The court ruled Huppert must pay 5,000 shekels (£1,200) a month for each of his two children until they turn 18. It was not immediately clear whether Huppert has made any payments to date, or whether he must pay the entire sum in advance in order to lift the stay-of-exit order.

It appears the year 9999 was arbitrarily set because it was the highest possible date allowed by the online system. The Guardian has contacted Huppert for more information.

Huppert’s former spouse, an Israeli national, moved back to the country in 2011, when their children were aged three months and five years old. He followed in 2012, and says he has not been able to leave for any reason, including work – in the eight years since the court ruling.

“Since 2013, I am locked in Israel,” Huppert told news.com.au, adding that he was one of many foreign nationals “persecuted by the Israeli ‘justice’ system only because they were married to Israeli women” and that he was speaking out “to help others who may suffer this literally life-threatening experience”.

Israeli family law has been frequently criticized for discriminating against women.
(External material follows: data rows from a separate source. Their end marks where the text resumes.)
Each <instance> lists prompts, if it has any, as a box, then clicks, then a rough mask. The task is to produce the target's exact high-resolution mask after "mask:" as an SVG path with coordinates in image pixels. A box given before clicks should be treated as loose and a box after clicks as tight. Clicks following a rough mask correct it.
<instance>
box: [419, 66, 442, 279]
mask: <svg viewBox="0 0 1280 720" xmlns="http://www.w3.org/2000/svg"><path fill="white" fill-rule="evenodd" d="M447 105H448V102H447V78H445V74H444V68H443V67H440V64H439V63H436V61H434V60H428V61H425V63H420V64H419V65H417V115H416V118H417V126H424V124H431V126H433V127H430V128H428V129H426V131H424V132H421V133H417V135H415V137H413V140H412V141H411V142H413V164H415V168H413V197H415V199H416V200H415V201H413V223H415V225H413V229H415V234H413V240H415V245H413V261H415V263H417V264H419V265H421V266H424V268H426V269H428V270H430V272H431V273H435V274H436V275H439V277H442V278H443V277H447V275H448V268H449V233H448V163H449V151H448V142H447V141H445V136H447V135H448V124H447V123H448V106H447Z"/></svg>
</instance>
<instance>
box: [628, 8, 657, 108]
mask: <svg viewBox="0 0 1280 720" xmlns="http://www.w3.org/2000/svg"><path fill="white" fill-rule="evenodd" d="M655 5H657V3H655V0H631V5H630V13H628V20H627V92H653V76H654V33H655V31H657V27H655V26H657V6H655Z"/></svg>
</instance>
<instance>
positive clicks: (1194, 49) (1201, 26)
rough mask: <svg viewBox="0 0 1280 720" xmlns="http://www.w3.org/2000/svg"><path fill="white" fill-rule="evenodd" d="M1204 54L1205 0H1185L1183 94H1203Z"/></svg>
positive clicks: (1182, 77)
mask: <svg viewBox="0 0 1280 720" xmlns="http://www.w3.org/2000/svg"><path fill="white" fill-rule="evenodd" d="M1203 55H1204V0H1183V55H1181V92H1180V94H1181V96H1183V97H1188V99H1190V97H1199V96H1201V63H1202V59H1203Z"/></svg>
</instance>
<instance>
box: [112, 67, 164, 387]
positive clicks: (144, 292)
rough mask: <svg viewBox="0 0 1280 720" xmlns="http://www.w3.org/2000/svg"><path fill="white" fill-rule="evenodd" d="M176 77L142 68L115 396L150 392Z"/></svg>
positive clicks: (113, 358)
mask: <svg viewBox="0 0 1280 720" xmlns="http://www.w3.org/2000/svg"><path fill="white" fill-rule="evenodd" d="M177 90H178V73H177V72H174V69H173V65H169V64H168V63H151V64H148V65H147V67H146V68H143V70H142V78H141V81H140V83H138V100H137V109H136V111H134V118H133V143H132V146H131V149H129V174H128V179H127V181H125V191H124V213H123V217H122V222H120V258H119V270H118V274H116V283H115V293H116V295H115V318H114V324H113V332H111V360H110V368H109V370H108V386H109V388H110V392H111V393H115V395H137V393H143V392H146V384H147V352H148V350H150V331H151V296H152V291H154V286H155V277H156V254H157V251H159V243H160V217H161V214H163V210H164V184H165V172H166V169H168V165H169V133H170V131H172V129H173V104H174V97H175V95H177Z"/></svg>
In 2018, the finance ministry found that 43% of divorced fathers refused to pay any child support to their ex-spouse, and single mothers who rely on the state for funds because the fathers of their children do not pay were hit by funding cuts this summer thanks to budget disputes.

A 2017 supreme court ruling, however, decided that fathers should no longer be solely responsible for alimony, particularly in cases where their ex-wives earn more money than they do.

“Truth be told, the core of family law in Israel – the laws of marriage and divorce – are characterized by a lack of equality between men and women,” Judge Noam Solberg said at the time. “Despite this, there is no justification for unequal division of child support payments.”

In its travel advice for Israel, the US state department includes a warning to citizens that Israel’s civil and religious courts “actively exercise their authority to bar certain individuals, including non-residents, from leaving the country until debts or other legal claims against them are resolved”.